Adelaide desalination plant’s standby savings challenged

Putting the Adelaide seawater desalination plant into standby mode will not reduce the amount SA Water’s customers pay by anything like the Aus$ 100 million (US$ 103 million) per year that has been claimed, says a report by the Essential Services Commission of South Australia (ESCOSA) released on 16 October 2012.

Presenting the commission’s Issues Paper regarding SA Water’s regulatory business proposal, commission CEO Dr Paul Kerin said that, while ESCOSA supported the move, it would not result in major savings for customers in the first three years of the regulatory period.

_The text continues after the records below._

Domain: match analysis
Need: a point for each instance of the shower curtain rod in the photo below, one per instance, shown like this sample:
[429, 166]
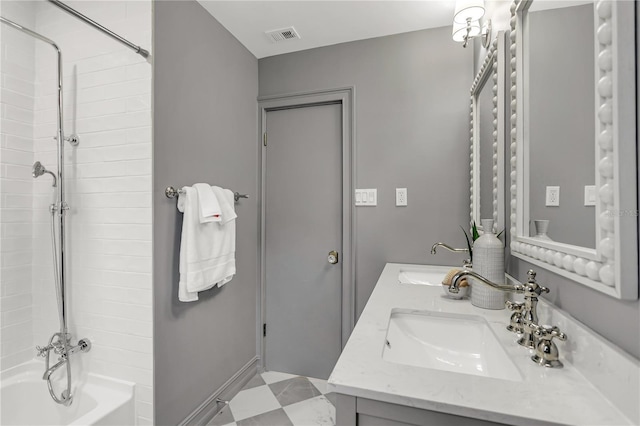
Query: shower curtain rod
[139, 50]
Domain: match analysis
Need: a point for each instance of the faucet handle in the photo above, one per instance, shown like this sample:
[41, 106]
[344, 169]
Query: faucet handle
[546, 351]
[532, 288]
[532, 275]
[514, 306]
[515, 323]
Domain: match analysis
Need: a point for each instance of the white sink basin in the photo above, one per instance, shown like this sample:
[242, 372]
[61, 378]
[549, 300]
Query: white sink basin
[443, 341]
[427, 275]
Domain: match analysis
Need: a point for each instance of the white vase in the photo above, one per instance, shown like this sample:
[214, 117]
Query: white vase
[488, 261]
[542, 226]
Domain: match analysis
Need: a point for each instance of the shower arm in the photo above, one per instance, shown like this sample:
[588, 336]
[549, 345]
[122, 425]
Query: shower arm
[60, 137]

“SA Water does not propose putting the ADP in standby mode until 1 January 2015, after running it at high capacity utilisation rates to the end of 2014 to fulfil warranty requirements,” Kerin said. “Therefore, there will be no savings at all until half-way through the first three-year regulatory period.”

He said that the claimed Aus$ 100 million annual saving would only be relevant if the previously planned alternative was to run the 100 million m³/year plant at 100% capacity.

“The commission understands that the South Australia government’s 2012‑13 Drinking Water and Sewerages Prices Regulatory Statement, which was the basis on which the government indicated that it did not expect water prices to grow significantly faster than inflation, assumed that the plant would run at no more than 25% of capacity after warranty requirements are fulfilled,” Kerin explained.

Placing the desalination plant in standby mode would save only about Aus$ 10 million ($US 10.3 million) a year relative to that alternative, he asserted.

“Therefore, placing the (plant) in standby mode for the last 18 months of the first regulatory period might reduce the amount SA Water’s customers pay by an average of about Aus$ 5 million (US$ 5.2 million) per annum over the first three-year regulatory period – not by $100 million per annum”, Kerin concluded.